車にその一式をとりに行くのは助手の無口なお兄さんの役目だったが、そんなものを載せているところを見ると、こういうことは、そう珍しくもないのだろうな。
そして、作業再開、気のいいお兄さんが、金属板を留めながら、「この壁、震度5くらい来たら持たないですね~、崩れるんじゃないかな~」と気楽に言う。
「え!」折も折、硬直する私達。
「あ、あの、それって、大きい地震がきたらこの建物が危ないってこと?」と、家族を代表して、恐る恐る聞いてみた。
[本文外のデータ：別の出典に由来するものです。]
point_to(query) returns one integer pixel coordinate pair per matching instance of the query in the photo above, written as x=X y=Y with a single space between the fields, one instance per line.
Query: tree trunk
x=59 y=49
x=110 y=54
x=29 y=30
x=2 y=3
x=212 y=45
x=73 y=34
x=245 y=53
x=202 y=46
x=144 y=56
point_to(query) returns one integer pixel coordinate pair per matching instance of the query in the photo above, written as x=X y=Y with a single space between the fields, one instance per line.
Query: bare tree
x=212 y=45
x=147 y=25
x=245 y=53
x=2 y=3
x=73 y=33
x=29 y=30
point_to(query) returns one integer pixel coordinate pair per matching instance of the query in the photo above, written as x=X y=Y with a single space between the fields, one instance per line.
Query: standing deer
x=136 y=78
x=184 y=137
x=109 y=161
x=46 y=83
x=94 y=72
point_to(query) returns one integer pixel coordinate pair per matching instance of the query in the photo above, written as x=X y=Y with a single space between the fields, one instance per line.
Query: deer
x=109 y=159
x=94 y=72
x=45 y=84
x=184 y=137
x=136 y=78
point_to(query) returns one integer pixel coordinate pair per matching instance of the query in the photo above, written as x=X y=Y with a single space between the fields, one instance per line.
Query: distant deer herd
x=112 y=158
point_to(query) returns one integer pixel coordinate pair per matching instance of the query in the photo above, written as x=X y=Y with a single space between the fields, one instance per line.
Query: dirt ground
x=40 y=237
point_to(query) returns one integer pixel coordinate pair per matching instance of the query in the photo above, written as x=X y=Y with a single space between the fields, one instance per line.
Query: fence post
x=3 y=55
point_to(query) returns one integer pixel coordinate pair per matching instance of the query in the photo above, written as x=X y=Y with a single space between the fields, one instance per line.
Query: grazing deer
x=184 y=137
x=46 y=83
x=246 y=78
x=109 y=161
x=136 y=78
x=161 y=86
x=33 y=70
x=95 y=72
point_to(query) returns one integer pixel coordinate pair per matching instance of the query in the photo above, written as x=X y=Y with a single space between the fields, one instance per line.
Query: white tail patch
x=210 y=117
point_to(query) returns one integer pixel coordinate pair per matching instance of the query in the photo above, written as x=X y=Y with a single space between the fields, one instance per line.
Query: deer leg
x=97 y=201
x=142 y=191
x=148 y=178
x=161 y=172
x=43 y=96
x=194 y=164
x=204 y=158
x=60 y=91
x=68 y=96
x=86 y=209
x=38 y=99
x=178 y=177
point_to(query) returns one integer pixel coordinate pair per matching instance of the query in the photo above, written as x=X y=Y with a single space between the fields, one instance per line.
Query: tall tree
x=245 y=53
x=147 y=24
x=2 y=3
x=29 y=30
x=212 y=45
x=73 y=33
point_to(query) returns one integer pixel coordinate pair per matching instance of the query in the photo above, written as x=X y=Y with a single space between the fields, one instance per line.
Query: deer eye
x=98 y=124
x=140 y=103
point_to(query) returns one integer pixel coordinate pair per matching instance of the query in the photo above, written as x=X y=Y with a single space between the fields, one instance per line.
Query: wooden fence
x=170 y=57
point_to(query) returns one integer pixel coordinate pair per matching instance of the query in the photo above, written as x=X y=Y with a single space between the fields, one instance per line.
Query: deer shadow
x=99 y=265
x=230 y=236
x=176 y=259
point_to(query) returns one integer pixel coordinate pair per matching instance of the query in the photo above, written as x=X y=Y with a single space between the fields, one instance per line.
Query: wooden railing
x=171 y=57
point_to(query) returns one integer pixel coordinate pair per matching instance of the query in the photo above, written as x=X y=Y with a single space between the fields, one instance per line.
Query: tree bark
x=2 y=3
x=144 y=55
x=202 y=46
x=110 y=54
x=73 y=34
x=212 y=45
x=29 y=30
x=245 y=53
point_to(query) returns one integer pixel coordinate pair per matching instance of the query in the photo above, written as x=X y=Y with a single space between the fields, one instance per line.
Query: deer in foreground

「いや、ここの壁が崩れるっていう意味ですよ。中はぼろぼろですからね~。地震のときはこの辺から離れていたほうが良いかも知れないです」と、エアコンの辺りを指す。
そして「建物は・・・大丈夫なんじゃなかな~」と続いたので、「ああ、そうなの、それなら、まあ、そこにさえいなければ大丈夫よね」と、少し、ほっ。
すると、そこで追い討ち。
「建物はね~持ちこたえるんじゃないかな。でも古いからね~、まあ、建物まで行っちゃっても、ここは3階だから大丈夫ですよ。このまま下に落っこちるだけだから。1~2階は危ないけど」と、あくまで気楽に言う。
「ははは・・・」 引きつる私達。
1~2階の人には聞かせられない話だ。
話好きの彼、私達を恐怖におののかせたとは夢にも知らず、「もう、名古屋の観光はしたんですか?」と、無邪気に聞いてくる。
何か期待は感じたけれど、「あ、いえ、京都まで行っちゃったもので、京都を少し」と、つい正直に言ってしまった。
すると、彼が、「じゃあ、明日?」と聞く。
「とりあえず京都って言うのは、仕方が無いか」と、顔に書いてある。
「あ、いえ、私達今夜の飛行機で札幌に帰っちゃうんですよ」と、また正直に答えてしまった。
彼は、「あ、そうなんだ、まあ、観光と言っても名古屋は何もないですからね~」と笑顔で言ったけれど、心なしか、声に無念さがにじんでいる。
「息子が名古屋に住んでるから、前に来たとき、あちこち行ったんだよね」と、夫が慌ててフォロー。
「ああ、そうなんだ」と、彼の笑顔がぱっと明るくなった。
何ともわかりやすい。
それから、たわいない会話を交わしながら、無事作業完了。
イケメン二人組みは、来たとき同様明るく帰っていった。
帰り際、私達二人に「今度は名古屋でも、ゆっくりしてってくださいね」と、言うのを忘れない。
うう~む、郷土愛に溢れている。
今度来るときは、名古屋の「世界一のプラネタリウム」に行ってみよう。
さて、私達も、その夜の便で帰ってきたけれど、お兄さんの言葉が気にかかる。
冗談半分だろうけれど、多分。
空港まで送ってくれた娘に、「もし地震が来たら、とにかくあの壁から離れるように」と、しつこいくらい言ってはきたけれど、そのような事態が起きないように祈るばかりだ。